Lee’s former aide declares primary bid
A former Cheong Wa Dae chief of staff Tuesday declared his bid to run in the ruling party’s primary to choose a presidential candidate for the December slated election.
During a news conference held at Seoul National University, Yim Tae-hee, 56, vowed to break “the old, outdated framework of Korean politics.”
“Crony politics and infighting have long been seen as dominant characteristics of Korean politics. I would like to design a whole new political system where infighting doesn’t exist. I would like to end the current war-like, zero-sum-rule dominating politics,” he said.
Yim is the third ruling camp candidate making his presidential bid official after Gyeonggi Governor Kim Moon-soo and businessman-turned-politician Chung Mong-joon.
Rep. Lee Jae-oh, who is regarded as President Lee Myung-bak’s right hand man, will reportedly announce his presidential bid Thursday.
In the ruling camp, there are several other potential candidates waiting to select a time to announce their bid.
The potential pool of candidates includes Kim Tae-ho, a former governor of South Gyeongsang Province, now a lawmaker-elect.
The primary day has yet to be set as the ruling party first plans to select a chairperson and several Supreme Council members on May 15. The new leadership will then set details of the primary, including when it will be held.
Yim, who served as the chief presidential aide from 2010-2011 called on Park Geun-hye, a leading presidential hopeful, to play a stepping-stone role and open up a new era for Korean politics.
“I would like Chairwoman Park to join me in breaking the old politics structure that has lasted for the past 40 years by playing a stepping stone-like role in the new era,” Yim said.
His remarks were construed as meaning that the unrivaled presidential bidder might give up her presidential ambitions.

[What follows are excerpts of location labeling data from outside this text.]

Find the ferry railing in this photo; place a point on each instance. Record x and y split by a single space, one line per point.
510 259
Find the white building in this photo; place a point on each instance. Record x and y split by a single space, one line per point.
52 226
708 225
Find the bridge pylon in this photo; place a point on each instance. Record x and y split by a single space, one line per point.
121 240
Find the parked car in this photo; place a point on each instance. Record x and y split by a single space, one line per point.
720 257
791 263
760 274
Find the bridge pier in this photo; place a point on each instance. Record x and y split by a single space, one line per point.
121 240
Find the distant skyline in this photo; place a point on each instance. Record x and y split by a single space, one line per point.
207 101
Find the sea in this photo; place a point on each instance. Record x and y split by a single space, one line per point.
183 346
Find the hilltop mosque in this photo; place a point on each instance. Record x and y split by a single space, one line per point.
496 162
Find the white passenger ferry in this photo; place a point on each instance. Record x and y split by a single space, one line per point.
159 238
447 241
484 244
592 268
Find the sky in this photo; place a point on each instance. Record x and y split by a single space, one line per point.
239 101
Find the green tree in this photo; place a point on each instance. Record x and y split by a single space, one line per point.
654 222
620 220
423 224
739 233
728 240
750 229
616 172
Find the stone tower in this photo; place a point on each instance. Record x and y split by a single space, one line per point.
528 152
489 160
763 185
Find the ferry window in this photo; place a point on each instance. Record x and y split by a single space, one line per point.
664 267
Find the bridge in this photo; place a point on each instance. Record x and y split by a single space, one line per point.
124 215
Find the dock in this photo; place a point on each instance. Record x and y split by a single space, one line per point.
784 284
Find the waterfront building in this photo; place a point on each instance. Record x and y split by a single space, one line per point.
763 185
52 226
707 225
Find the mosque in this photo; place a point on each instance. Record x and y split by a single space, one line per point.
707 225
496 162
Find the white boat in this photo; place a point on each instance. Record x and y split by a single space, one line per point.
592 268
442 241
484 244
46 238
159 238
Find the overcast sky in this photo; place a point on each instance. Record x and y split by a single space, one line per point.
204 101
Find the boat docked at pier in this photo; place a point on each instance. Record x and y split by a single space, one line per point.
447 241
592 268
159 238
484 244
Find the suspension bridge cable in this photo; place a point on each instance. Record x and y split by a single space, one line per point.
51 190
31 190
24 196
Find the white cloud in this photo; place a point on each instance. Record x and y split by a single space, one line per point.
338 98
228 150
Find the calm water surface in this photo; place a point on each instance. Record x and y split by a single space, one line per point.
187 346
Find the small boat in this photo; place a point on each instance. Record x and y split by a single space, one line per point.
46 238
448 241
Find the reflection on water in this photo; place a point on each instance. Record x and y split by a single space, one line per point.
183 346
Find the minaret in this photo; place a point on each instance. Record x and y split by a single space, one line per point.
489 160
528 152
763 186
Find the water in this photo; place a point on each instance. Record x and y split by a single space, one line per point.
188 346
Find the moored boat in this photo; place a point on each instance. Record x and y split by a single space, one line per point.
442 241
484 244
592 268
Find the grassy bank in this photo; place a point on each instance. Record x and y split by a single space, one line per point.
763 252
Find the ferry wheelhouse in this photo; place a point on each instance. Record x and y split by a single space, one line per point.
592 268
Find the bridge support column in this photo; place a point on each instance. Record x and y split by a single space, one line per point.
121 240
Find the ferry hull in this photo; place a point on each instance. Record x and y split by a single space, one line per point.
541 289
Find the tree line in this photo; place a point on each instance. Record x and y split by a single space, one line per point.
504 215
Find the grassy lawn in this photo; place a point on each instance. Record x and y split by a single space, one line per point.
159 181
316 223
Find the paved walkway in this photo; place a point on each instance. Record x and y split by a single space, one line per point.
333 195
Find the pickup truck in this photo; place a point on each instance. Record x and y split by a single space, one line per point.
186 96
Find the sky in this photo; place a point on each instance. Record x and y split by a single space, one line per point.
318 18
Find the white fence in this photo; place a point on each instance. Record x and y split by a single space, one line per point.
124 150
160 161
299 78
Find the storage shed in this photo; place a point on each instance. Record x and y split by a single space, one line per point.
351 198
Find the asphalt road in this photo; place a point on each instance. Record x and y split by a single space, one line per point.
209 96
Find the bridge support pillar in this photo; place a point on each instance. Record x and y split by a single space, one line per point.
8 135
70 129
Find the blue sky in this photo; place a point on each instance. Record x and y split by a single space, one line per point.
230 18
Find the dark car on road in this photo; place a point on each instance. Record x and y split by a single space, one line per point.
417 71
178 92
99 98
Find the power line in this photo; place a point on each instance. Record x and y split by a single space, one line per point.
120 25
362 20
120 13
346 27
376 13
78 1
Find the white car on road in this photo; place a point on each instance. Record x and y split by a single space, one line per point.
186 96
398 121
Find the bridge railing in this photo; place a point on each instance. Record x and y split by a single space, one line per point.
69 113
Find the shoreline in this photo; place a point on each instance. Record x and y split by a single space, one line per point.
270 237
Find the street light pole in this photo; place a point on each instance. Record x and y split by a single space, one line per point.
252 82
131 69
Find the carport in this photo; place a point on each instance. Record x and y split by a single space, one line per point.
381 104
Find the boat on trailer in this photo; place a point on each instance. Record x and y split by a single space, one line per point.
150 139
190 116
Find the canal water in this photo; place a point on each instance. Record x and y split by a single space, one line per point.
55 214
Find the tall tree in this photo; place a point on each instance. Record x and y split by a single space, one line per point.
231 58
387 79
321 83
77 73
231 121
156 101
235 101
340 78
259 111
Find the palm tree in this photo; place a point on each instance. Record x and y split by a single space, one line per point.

He has yet to clarify if the above interpretation is correct though.
Regarding the primary rule, Yim sided with other minor candidates calling for an open primary.
Before becoming presidential chief of staff, Yim had served as a three-term lawmaker after entering politics in 1996. He also served as chief secretary to then President-elect Lee Myung-bak after Lee’s landslide victory in the 2007 election and was then appointed Labor minister after Lee was sworn in.